Martin Scorsese a enfin reçu ses Oscars et Paolo, ça lui a fait quelque chose. D'abord parce qu'il a toujours considéré Scorsese comme un génie - le fait que Sharon Stone soit dix fois plus bandante dans «Casino» que dans «Basic Instinct» en est la preuve irréfutable, à ses yeux. Mais surtout, il se sent une sorte d'intimité secrète avec le papa des «Goodfellas», notamment depuis qu'il sait que c'est lui qui a réalisé en 1987 le clip de Robbie Robertson «Somewhere Down The Crazy River».
Objectivement, ledit clip n'arrive par à la cheville de «Raging Bull», mais pour Paolo, le redécouvrir, ç'a été une colossale madeleine audio-visuelle: il lui a suffi de réentendre la voix de Robertson crooner «Catch the blue train...» pour se retrouver vingt ans en arrière, dans cette chambre d'hôtel borgne à New York, où il avait passé trois semaines à pélos à faire des trucs hyperlubriques avec Anke... Ah! Le New York eighties! Vertigineux, déferlant, ultraglauque! Paolo revoyait tout: lui, jeune et très cool, Anke, vachement belle et insatibale, leurs orgies de nachos-margharita dans Tribeca, leurs kilos de joints, les groupes grunge au CBGB, Anke en train de vomir, lui en train de vomir, Anke en train de lui... Stoop!
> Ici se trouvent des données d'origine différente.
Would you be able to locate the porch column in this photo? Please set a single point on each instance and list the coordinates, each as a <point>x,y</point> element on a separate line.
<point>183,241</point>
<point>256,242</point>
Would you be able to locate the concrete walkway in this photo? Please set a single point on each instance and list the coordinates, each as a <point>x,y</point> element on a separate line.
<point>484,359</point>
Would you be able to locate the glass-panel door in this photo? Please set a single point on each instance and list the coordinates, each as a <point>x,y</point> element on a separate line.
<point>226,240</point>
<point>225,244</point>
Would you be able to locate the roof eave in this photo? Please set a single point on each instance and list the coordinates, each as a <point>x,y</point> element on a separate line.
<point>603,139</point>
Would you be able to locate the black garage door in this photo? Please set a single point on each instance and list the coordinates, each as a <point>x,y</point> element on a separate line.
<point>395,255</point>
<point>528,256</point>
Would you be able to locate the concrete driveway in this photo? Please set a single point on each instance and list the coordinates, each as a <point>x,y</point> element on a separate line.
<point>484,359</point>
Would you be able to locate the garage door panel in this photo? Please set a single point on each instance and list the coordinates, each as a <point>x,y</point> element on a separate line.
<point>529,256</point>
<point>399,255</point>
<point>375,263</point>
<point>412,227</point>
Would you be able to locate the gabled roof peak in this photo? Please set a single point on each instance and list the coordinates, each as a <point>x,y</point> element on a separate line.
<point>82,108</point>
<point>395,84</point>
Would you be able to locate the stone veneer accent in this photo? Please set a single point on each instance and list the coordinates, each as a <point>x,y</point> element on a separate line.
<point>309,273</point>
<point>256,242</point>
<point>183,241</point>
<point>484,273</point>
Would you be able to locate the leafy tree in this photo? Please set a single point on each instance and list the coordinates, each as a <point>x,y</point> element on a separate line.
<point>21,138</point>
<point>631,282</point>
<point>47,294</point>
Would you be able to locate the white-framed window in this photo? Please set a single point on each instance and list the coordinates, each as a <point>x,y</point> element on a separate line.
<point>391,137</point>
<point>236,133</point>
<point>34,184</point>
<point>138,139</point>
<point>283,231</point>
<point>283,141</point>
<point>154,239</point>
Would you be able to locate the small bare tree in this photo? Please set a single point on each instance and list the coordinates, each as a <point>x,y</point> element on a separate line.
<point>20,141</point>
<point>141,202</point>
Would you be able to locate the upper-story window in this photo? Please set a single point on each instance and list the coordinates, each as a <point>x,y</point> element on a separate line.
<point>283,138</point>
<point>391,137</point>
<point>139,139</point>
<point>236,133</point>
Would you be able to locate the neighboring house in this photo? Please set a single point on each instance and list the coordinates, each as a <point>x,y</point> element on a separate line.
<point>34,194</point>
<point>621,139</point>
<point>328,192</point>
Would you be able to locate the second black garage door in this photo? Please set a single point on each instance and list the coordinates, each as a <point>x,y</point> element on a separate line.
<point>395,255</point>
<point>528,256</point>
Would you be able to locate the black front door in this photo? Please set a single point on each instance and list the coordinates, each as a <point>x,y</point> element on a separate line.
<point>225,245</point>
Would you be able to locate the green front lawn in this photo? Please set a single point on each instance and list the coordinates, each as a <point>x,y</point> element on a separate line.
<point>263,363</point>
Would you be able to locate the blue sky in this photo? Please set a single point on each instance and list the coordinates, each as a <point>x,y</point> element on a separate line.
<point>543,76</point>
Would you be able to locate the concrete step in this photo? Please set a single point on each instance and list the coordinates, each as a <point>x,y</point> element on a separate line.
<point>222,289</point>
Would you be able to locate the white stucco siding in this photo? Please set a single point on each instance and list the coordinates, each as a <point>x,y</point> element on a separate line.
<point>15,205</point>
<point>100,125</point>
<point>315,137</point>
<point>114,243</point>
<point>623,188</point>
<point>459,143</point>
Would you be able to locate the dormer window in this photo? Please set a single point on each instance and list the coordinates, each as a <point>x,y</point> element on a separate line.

Et dire qu'il avait été assez naze à l'époque pour la plaquer comme le dernier des salauds...
Paolo a senti l'aiguillon de la nostalgie, mais aussi qu'il n'était pas seul. Pas de doute, Martin et Robbie lui faisaient signe: «T'as bientôt 40 ans, mais pas trop de pneu: t'as droit à une deuxième chance.»